Put together, you get a private ChatGPT you run yourself:

  • Nothing leaves your machine. Prompts and replies stay on localhost. No vendor logs your chats, trains on them, or hands them to anyone.
  • No subscription, no token meter. Run it ten hours a day for free; the only cost is electricity.
  • No content gatekeeper. You choose the model, including uncensored ones that won’t lecture or refuse.
  • It works offline. Once models are pulled, you can unplug the internet and keep chatting.

The trade-off is honest: quality scales with your hardware. A laptop runs small, capable models; a desktop with a 24GB GPU runs near-frontier ones. We’ll size that as we go.

Install Ollama and pull a model

Start with the engine. On macOS or Linux, one command installs Ollama and starts it as a background service:

curl -fsSL https://ollama.com/install.sh | sh

On Windows, download the installer from ollama.com and run it — same result. (For a deeper walkthrough including GPU drivers and troubleshooting, see how to run AI locally.)

Once it’s running, pull a model. ollama run downloads it on first use and drops you into a chat to confirm it works:

ollama run llama3.1:8b

Type a question, get an answer, then /bye to exit. The model now lives on disk and is served at 127.0.0.1:11434 for Open WebUI to use.

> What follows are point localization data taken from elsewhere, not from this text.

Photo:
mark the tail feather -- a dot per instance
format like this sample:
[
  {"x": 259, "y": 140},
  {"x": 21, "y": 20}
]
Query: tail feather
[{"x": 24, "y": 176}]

Pick your first model by VRAM, since that’s the hard limit on what fits:

Your hardwareSensible starting modelWhy
8GB VRAM / Apple M-series 16GBllama3.1:8b, qwen2.5:7bFast, fluent, fits comfortably at Q4
12–16GB VRAMqwen2.5:14b, mistral-nemoNoticeably smarter, still snappy
24GB VRAMqwen2.5:32b, gemma2:27bNear-frontier reasoning locally
No GPU (CPU only)llama3.2:3b, phi3Slower but usable for short chats

Those :8b / :14b tags are parameter counts. The download is quantized by default (typically Q4_K_M — a 4-bit compression that cuts memory roughly in half with minimal quality loss). If you’re unsure what your machine can handle, the guide to running AI locally maps machines to model sizes in detail.

Run Open WebUI with Docker (the exact command, explained)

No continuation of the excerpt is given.